Tokkio 4.1#
App Variation#
Single stream LLM RAG app with OV Rendering
Three stream LLM RAG app with OV Rendering
Three stream LLM RAG app with UE Rendering
Three stream LLM RAG app with A2F-2D Rendering
Six stream LLM RAG app with OV Rendering
Three stream Retail app with OV Rendering
Six stream Retail app with OV Rendering
To make it easy for users to switch between different use cases and deployment scenarios without having to manually adjust the parameters and rebuild the chart, Tokkio application is now prebuilt with seven variations. Users may pick and choose the one that fits their unique situation the best or use it as a base for further customization.
There are 3 dimensions at which the different flavors of Tokkio application varies.
Number of Streams
Number of streams indicate how many concurrent sessions can a single Tokkio deployment handle. Tokkio application support from 1 up to 6 concurrent streams depending on GPU resource available during the deployment. We provide some of the common app configs of 1,3 and 6 streams. We recommended using A10, L4 or higher GPU for the best experience.
1 stream (compatible only on instances with a 2x A10, L4, T4 type of GPU) 3 stream (compatible only on instances with 4x A10, L4, T4 type of GPUs) 6 stream (compatible only on instances with 4x A10, L4 type of GPUs)
Agent
Tokkio application currently supports two types of agent and interaction flow: retail and LLM/RAG. The user interaction will be very different and each agent will have clear service boundaries at runtime. e.g., retail agent can not fulfill any queries that are not related to retail application (default example provided is for food ordering). See below for more information on agents.
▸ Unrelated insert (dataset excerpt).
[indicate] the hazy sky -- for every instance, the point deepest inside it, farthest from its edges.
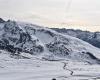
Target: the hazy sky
(55, 13)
The UI should also be different depending on the type of agent deployed on the backend, and can either show a full-screen avatar layout (default), or a Retail layout with a touch menu. See the Tokkio Frontend section for more information on the different options available for the UI.
Rendering
User may pick and choose one of the three rendering options: Nvidia Omniverse, Unreal Engine, and Nvidia A2F-2D. Each one will have different effects on the avatar animation as well as resource footprint.
Notable updates for reference workflows#
Colang 2.0 Beta support
Enhanced End-of-utterance and Barge-in support
Vision AI - User attention support
Catalog RAG
An Iframe is added to UI to allow users to embed an avatar video into any website
User attention indicator added to the UI
Please refer to the ace agent Release Notes for notable updates on Ace agent used for Tokkio 4.1.0 release.
Known Issues#
Reference workflows are provided as-is and for reference only. They have limitations in terms of functionality. Known issues for both the reference workflows are listed in their respective documents.
Intermittent stutters observed with A2F-2D deployed on GCP L4
DS vision pod does not work intermittently on fresh installation or on stop and start of the instance
Tokkio LLM-RAG - A2F-2D - To avoid stuttering from the initial greeting speech from the avatar, user needs to enter the FOV AFTER the avatar is loaded on the UI
Tokkio LLM-RAG - Unreal Engine - During the first run after deployment, TTS responses from avatar might be missing in the first few seconds. This issue will not occur anymore after the avatar starts speaking
Triton pod crashes on a fresh deployment on T4 GPU with parakeet model. See Troubleshooting for more details.
Some of the microservices may need to be restarted after several hours of deployment.